At the Lincoln Memorial they were solicited by the same postcard salesman ("All your favorite scenes; 15 for a dollar") whom Mrs. Glenn had turned away the day before. Turned away again, he delivered a woeful speech:
"I started doing this 20 years ago at Arlington Cemetery--before John Kennedy was shot. In those days I sold a zillion postcards. I gave away a souvenir pin from Hong Kong with an emblem that said 'Nation's Capital.' It was a good package for $1. Now I can't make a living working 24 hours. Everyone's in too big a hurry to get to the souvenir stores . . . "
He was still talking as the old silver bus moved off for the Washington Monument, which the 29 seniors had seen from a distance for two days. They waited in line more than an hour. It was cold. A few students suggested they give up and go back to the hotel. But Jimmy Tooley, fullback on the football team, said, "We can't miss this. We've been leading up to it the whole time." They reached the top around midnight. "Oh, Doug, look at that," Veronica said to Doug Carson as they looked out the window toward the Capitol, with its dome gleaming in the distance.
Saturday morning they ate their last breakfast here--at Sholl's. The Blue Ridge senior class trip was pronounced a great success.

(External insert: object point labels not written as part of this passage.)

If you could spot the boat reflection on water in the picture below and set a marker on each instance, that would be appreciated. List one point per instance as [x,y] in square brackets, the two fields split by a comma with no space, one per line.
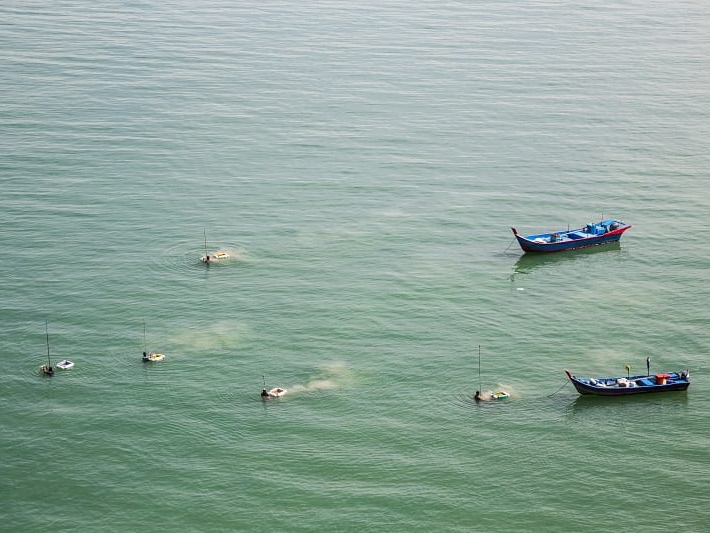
[588,405]
[528,263]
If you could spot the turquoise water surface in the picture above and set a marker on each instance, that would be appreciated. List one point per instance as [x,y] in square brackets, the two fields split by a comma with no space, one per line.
[362,164]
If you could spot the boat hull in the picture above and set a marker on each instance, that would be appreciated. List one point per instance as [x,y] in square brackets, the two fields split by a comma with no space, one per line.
[619,386]
[214,258]
[604,232]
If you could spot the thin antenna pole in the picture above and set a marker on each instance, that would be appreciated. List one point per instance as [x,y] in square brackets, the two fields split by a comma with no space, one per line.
[46,330]
[480,385]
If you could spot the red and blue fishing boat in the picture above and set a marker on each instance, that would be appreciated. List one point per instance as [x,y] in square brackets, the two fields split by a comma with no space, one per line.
[624,386]
[593,234]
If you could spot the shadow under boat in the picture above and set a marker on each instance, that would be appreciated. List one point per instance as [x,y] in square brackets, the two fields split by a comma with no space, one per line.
[528,262]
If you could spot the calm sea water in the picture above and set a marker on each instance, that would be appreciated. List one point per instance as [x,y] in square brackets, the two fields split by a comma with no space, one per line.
[362,163]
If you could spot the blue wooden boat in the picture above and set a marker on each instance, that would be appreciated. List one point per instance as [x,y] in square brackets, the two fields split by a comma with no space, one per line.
[606,231]
[623,386]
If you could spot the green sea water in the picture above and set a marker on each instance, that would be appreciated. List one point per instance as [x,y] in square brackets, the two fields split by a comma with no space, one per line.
[362,164]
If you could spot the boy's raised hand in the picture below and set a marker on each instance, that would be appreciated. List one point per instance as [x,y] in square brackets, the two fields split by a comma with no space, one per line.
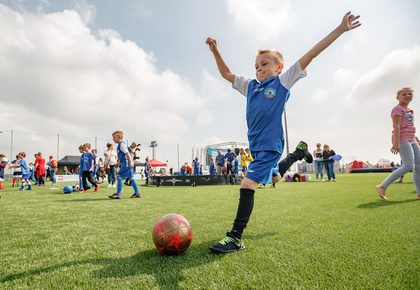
[212,43]
[349,22]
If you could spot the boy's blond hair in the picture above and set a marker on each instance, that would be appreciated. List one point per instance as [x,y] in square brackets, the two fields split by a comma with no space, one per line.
[118,133]
[278,57]
[400,91]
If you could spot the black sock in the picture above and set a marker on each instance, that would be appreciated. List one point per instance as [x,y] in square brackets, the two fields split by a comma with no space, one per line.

Roger Fowler said, "I'd like to come up here someday with my children. I'd show them that cathedral." But he and his classmates, with few exceptions, swore they could never live here.
"It's too fast," Veronica said. "Too high, and too fast."
"It's not home," Tracy said. "We're from the country."
And soon the old silver bus disappeared down 14th Street, across the 14th Street bridge, out of the city and home--to the hills of South Carolina.